Dramatic GEO remote-sensing cost reduction is being demonstrated by the Commercially Hosted Infrared Payload (CHIRP) program, a U.S. Air Force (USAF) research and development (R&D) effort scheduled for launch late 2011. Gary Payton, USAF Undersecretary, noted in October 2008 (Brinton, 2008): “The deal … was fantastic … a fourth-of-the-world view on orbit at geosynchronous, and a year … of downlink data … for less than the cost of a launch vehicle.” Per U.S. Department of Commerce Office of Space Commercialization1: “The Air Force expects to achieve major cost savings by flying this mission as a hosted payload. They estimate it would cost approximately $500 million to launch a dedicated free flyer to satisfy 100 percent of the technical questions associated with the experiment. The hosted payload ended up costing $65 million and should satisfy 80 percent of the technical questions.”

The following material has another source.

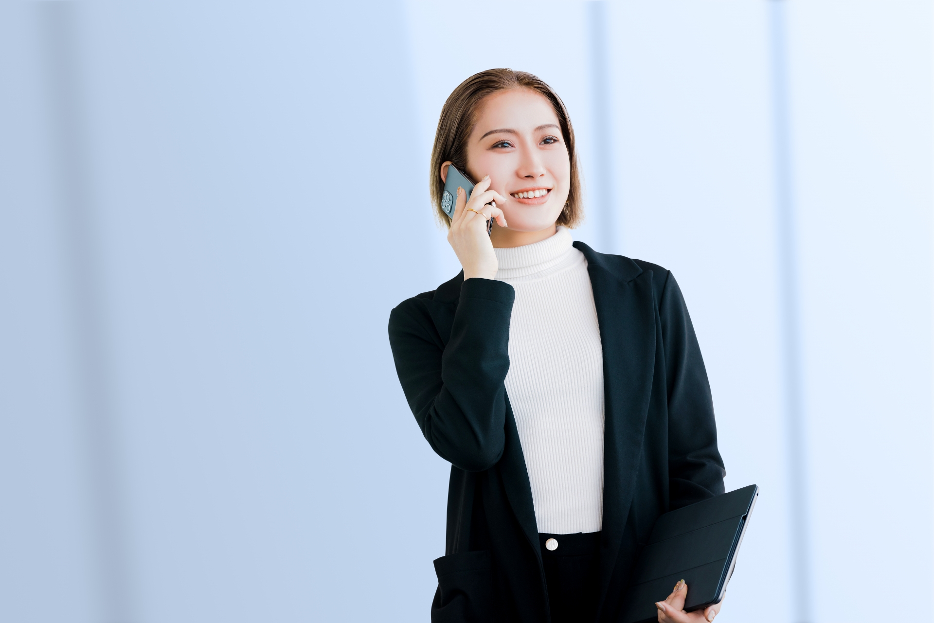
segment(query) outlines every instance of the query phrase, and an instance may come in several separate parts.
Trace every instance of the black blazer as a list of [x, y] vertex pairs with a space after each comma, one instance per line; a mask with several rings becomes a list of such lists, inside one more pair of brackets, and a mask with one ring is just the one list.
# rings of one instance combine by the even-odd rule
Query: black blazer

Moreover, if CHIRP is launched in CY2011, then program duration from July 2008 contract inception to initial operational configuration (IOC) will have been just three years. As is often the case with developmental remote sensing missions, CHIRP has been paced by sensor progress. The original launch date was in mid-CY2010, but the sensor delivery date slipped. Unlike a dedicated mission, however, it was possible to shift to another satellite. This reduced much of the cost growth that might otherwise have dramatically increased expenditures—cf. sensor delay impacts to the Geostationary Operational Environmental Satellite “R” Series (GOES-R) and the former National Polar-orbiting Operational Environmental Satellite System (NPOESS) mission costs. The CHIRP program delay underscores an advantage of Group on Earth Observations (GEO)-hosting: Many host opportunities.
There are 100-plus commercial telecommunications satellites in GEO, each with a nominal 15-year life. Therefore, six must be replaced each year just to maintain operations, much less to grow capability. The reality is better. As shown in Figure D.1 (FAA, 2009), on average about 20 commercial satellites were launched annually to 2009, and that trend is expected to continue for the next decade. A commercial GEO satellite host opportunity appears at least monthly, on average.

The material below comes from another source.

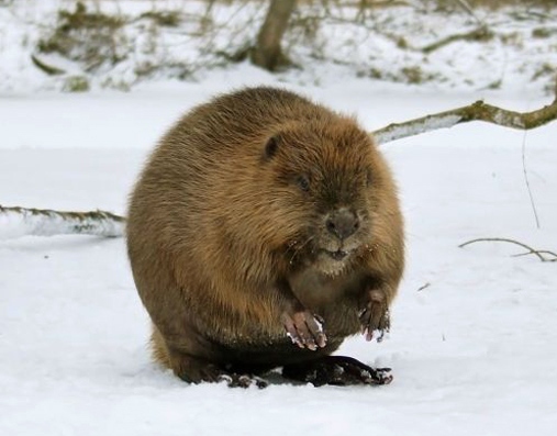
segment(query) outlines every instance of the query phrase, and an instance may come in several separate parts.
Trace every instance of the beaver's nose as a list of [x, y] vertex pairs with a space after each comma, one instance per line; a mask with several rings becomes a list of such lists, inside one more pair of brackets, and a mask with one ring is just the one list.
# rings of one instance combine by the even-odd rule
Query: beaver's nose
[[325, 227], [328, 233], [344, 241], [358, 230], [359, 220], [353, 211], [342, 208], [327, 215]]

Once a sensor is assigned to a satellite, then the sensor must be ready on the satellite’s schedule to be hosted by that satellite. If the sensor is delayed, then it is “off-ramped” from the originally specified satellite host, and later “on-ramped” to a subsequent satellite host. Considering the number of satellites launched each year, it is likely a new host can be found soon that will launch on a schedule compatible with the sensor delay. Moreover, while mission cost will rise to accommodate the sensor delay and modifications to a new host satellite, the commercially hosted mission can avoid much of the “marching army” costs associated with a delayed dedicated satellite mission. The commercial hosting option therefore offers dramatically lower cost than a dedicated satellite mission with surprising schedule flexibility and almost no data rate limitation other than the cost of renting sufficient transponder capacity.

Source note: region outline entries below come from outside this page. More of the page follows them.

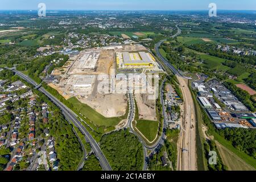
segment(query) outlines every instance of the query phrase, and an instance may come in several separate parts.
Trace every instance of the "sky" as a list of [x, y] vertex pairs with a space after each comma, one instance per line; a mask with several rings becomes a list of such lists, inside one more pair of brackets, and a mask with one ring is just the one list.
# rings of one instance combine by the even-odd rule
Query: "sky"
[[220, 10], [256, 10], [256, 0], [0, 0], [0, 10], [207, 10], [215, 3]]

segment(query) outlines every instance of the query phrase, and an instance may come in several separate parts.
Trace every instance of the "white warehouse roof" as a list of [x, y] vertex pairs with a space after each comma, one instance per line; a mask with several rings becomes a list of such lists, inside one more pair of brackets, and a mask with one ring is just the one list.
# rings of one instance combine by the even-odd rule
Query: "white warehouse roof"
[[212, 105], [210, 105], [210, 102], [205, 97], [199, 97], [198, 98], [200, 100], [201, 103], [202, 103], [204, 106], [212, 107]]

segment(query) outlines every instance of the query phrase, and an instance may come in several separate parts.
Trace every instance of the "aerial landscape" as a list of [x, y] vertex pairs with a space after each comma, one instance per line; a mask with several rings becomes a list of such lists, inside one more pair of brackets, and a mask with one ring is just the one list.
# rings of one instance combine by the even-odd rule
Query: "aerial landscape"
[[256, 2], [43, 1], [0, 3], [0, 171], [256, 170]]

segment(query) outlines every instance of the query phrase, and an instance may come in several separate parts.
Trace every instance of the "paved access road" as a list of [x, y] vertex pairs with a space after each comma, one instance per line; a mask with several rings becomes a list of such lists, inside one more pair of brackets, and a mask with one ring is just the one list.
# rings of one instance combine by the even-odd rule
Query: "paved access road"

However, main hosted-sensor trade-offs need to be considered, such as, the risk of a non-optimal host GEO longitude, and less control over the host satellite compared to a dedicated mission. Satellite location and operations are driven by the primary commercial telecommunications markets served by the satellite. Selecting a host based on its anticipated operational longitude includes the risk that the satellite operator may later place the satellite at a different longitude, either before launch or after operations at the originally planned longitude. The satellite operator also typically will not allow a hosted sensor to drive satellite maneuvers, though the operator can maneuver the satellite for sensor purposes with advance notice and coordination.
FIGURE D.1 Satellite and launch demand realized and forecast for the years 1993-2019. A dual manifest launch can launch two satellites at once. The green line depicts how many satellites were launched or are predicted to launch per year. On average, 20 commercial GEO satellites were launched each year to 2009, and this trend is expected to continue.
SOURCE: FAA, 2009.
Hosted GEO Ocean Color?
Combining the information from the Korean COMS-1 Geostationary Ocean Color Imager (GOCI) and the CHIRP mission suggests a potentially attractive GEO ocean color option. Coastal Waters Imaging (CWI) spectral requirements are not substantially tighter in bandwidth than GOCI and the CWI signal-to-noise (SNR) requirements are comparable to GOCI (NOAA, 2004; Faure, 2007). Therefore, CWI requirements suggest sensor dimensions (and mass) would be comparable to GOCI, as optical aperture and SNR are the primary sensor dimensional drivers. As GOCI mass is within the capacity of a commercial GEO satellite, CWI capability may be practical within the dimensions, mass, power, and data rate envelope for cost-effective commercial GEO hosting.